O texto, na época, alertava para o problema, mas apostava no papel dos usuários como poder regulador da rede. Uma reportagem de 2018 da BBC mostrou que a discussão era válida: perfis falsos foram usados no Orkut já na campanha de 2010 de Dilma Rousseff!
As notícias falsas não se espalham à toa pelas redes. As plataformas são construídas para criar fluxos de informações virais que criam a ilusão de uma atividade frenética, muitas vezes aceleradas por robôs e perfis falsos. "Para pessoas comuns, compartilhar é mais uma questão de construir a própria imagem na rede do que informar os outros. Informar é um objetivo do jornalismo, não de pessoas comuns", alerta Henry Jenkins, autor de "Cultura da Convergência".
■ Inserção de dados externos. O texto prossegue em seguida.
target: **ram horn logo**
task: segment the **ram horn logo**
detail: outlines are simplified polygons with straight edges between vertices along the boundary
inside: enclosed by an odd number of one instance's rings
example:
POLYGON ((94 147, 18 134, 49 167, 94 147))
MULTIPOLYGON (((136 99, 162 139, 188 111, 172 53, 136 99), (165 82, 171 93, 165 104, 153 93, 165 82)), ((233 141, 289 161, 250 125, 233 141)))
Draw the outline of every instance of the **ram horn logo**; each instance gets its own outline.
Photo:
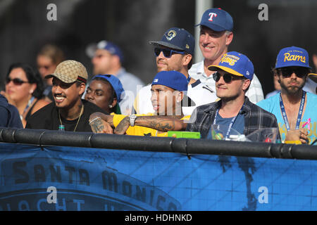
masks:
POLYGON ((173 38, 174 37, 176 36, 176 32, 175 30, 170 30, 168 32, 168 33, 167 33, 167 34, 165 34, 164 35, 165 35, 165 37, 166 37, 166 39, 168 39, 168 41, 170 41, 171 39, 173 39, 173 38))

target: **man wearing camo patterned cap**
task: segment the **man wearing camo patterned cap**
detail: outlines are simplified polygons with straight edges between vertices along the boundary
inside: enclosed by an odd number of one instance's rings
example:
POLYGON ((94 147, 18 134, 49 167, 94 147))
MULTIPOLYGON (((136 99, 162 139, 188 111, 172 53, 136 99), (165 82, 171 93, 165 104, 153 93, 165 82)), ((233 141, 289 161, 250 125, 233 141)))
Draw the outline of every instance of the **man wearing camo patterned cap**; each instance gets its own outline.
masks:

Os recentes episódios envolvendo o assassinato da vereadora Marielle Franco e a campanha difamatória que se seguiu são a prova de como notícias falsas atendem a uma demanda e têm poder de rápida propagação. São compartilhadas por pessoas comuns e fanáticos, aqueles que são "um ponto de exclamação ambulante", como define o escritor israelense Amós Oz. "Têm sempre uma resposta muito simples para tudo e que está acima de qualquer dúvida para eles".
Como mitigar o problema? A Alemanha aprovou uma lei contra a produção de notícias falsas. No Brasil, o TSE criou um conselho consultivo e um grupo para lidar com notícias falsas nas redes sociais no período eleitoral. Sites de checagem e imprensa confrontam os boatos com os fatos: não, Marielle não foi casada com traficante, não era envolvida com a bandidagem da Maré nem teve a filha aos 16.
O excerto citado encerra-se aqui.